Marshall Field was more than just a department store. It was an institution almost as old as Chicago itself. The Great Chicago Fire put on a crimp on sales, but the store obviously recovered. In the subsequent reconstruction, the building would become a landmark of the city, as much a palace as a store. It encompassed a city block in the center of the loop, imposing and beautiful. The interior was just as majestic. The store was neoclassical– if only the Romans had elevators. It was built around an atrium, and its ceiling was crowned with dazzling mosaics–a firmament of gold and blue. If Marshall Field didn’t quite overshadow the Columbian Exposition, the store was still on the itinerary of any visitor.                                                                                                                                                                                                                                    
But Chicago’s feeling for Marshall  Field was not an austere reverence but a warm affection. During the holidays, the store’s display windows were one of the delightful traditions. Some fable or fairy tale would be charmingly portrayed. Every Chicagoan has a personal memory of the old store. I can tell you how much the young Eugene loved the toy department. It had an unequalled display of toy soldiers.

Marshall Field was also the standard for service and quality. It wasn’t enough for the YUPPIE Eugene that he wore Hickey-Freeman suits. Those were Hickey-Freeman suits from Marshall  Field, a double hallmark of distinction. (Of course, I would buy them on sale.)

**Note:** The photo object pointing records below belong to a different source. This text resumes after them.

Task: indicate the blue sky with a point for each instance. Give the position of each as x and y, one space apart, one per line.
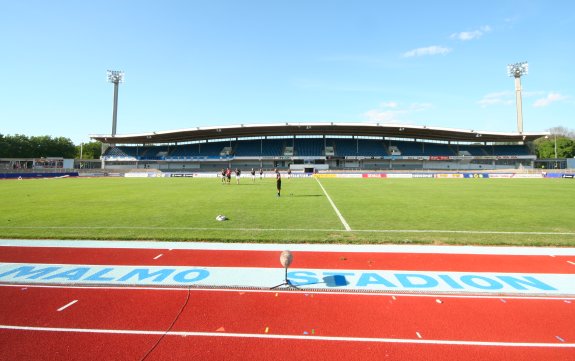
216 62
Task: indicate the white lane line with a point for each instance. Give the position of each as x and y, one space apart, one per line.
66 306
347 227
566 298
293 337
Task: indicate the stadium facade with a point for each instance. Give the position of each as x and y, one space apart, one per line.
319 146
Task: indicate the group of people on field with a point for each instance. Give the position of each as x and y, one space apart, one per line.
227 176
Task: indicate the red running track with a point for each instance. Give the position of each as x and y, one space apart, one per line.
319 326
129 323
311 260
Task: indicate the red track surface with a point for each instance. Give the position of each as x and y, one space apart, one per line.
308 326
268 259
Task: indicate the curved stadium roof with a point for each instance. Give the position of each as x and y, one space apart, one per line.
339 129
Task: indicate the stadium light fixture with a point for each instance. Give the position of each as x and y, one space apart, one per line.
516 71
116 77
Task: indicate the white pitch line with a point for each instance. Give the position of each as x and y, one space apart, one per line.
66 306
293 337
347 227
300 229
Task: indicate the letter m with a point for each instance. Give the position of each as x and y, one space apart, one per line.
143 273
29 272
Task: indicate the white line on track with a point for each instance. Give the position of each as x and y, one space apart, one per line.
343 221
66 306
292 337
361 248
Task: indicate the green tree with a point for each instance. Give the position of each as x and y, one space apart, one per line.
546 147
21 146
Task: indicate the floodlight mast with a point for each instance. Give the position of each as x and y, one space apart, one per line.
517 70
116 77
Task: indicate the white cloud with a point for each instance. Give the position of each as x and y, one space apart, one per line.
550 98
470 35
430 50
389 105
384 115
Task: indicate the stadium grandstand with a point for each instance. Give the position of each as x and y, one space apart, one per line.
319 146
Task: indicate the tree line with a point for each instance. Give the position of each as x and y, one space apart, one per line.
21 146
559 144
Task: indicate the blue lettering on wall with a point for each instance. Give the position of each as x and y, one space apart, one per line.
336 279
481 282
98 276
518 283
373 279
416 280
451 282
71 275
143 273
200 275
30 272
308 278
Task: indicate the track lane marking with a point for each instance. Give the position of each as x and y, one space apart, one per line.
342 220
291 337
66 306
566 298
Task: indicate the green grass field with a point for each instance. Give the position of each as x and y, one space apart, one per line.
535 212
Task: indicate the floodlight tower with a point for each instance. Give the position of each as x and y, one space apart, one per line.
116 77
517 70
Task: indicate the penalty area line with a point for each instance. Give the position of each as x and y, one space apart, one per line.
291 337
347 227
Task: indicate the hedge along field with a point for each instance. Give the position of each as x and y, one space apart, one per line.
439 211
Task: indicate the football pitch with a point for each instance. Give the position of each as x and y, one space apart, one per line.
536 212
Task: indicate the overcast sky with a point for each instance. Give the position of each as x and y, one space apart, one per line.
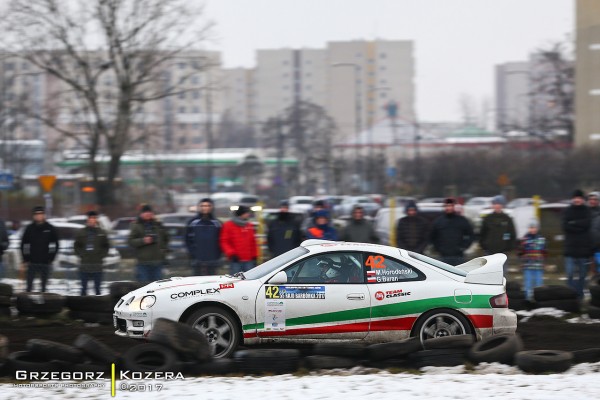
457 42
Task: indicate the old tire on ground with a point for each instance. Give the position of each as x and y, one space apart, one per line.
39 303
438 358
54 351
99 304
102 318
541 361
498 348
329 362
439 323
554 292
449 342
189 343
351 350
6 289
151 357
219 326
400 348
569 305
95 349
258 361
586 355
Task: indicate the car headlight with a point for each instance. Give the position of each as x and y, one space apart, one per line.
147 302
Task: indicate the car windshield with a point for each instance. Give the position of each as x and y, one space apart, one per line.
437 263
274 263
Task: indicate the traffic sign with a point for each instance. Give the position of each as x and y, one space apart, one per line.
47 182
6 180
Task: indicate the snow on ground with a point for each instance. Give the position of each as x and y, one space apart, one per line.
489 381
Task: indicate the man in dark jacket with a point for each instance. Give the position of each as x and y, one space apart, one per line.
202 239
576 224
283 232
359 229
3 245
91 246
412 231
498 233
39 247
451 234
150 240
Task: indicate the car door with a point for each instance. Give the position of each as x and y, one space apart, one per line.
315 303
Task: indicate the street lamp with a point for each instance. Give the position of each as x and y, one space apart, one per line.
357 116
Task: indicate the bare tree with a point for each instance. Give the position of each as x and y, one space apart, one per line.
305 131
75 44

You can tell how much I still love that old store; but it has not been that store in years. Marshall Field changed owners and character; only the name and memory remained. And now the name is gone.   And yet I–and most Chicagoans of a certain age–will always know that store by its traditional identity. We may shop at this new Macys and call it that name as a grudging courtesy to the sales clerk, but we really will be thinking Marshall Field. 

 

 

 

 p.s.  And let’s not forget the historic significance of this day:   https://finermanworks.com/your_rda_of_irony/2008/07/18/where-there-is-smoke/

Sex and the Suburbs

Posted in General on June 6th, 2008 by Eugene Finerman – Be the first to comment

I know that many of you have wondered, “Eugene, if you were a serious writer, shouldn’t you be in New York (for the fame) or California (for the money)?” Of course, with the premiere of “Swingtown”, you now know that I remain in Chicago for the olympian adultery. Yes, Lake Michigan is just our idea of a hot tub.

The fact that all the houses in my suburb look alike only facilitates the orgy. Just walk into any house; at worse, you will actually be home. As I explained to a somewhat gullible Mr. Weinfarb (after finding me hiding in the laundry hamp), he was in the wrong house. Besides, after 4000 years of inbreeding, his wife could have mistaken me for him.

If you need further proof of Chicago’s shameless eroticism, the Cubs play in the nude. Those “uniforms” are only computer graphics to pacify the prudes on the FCC. And now you know the real reason that the Cubs won’t slide to base.

Unfortunately, all of our unabashed hedonism is being televised on CBS. Let’s face it: HBO would have more graphic sensuality in a production of “Anne of Green Gables.” This is a series about adultery, but it is the only time that you’ll ever see actress Molly Parker with her clothes on.

In any case, now you understand the allure of Chicago. As the sign says at O’Hare Airport, “Mayor Daley welcomes you to sex and pizza.”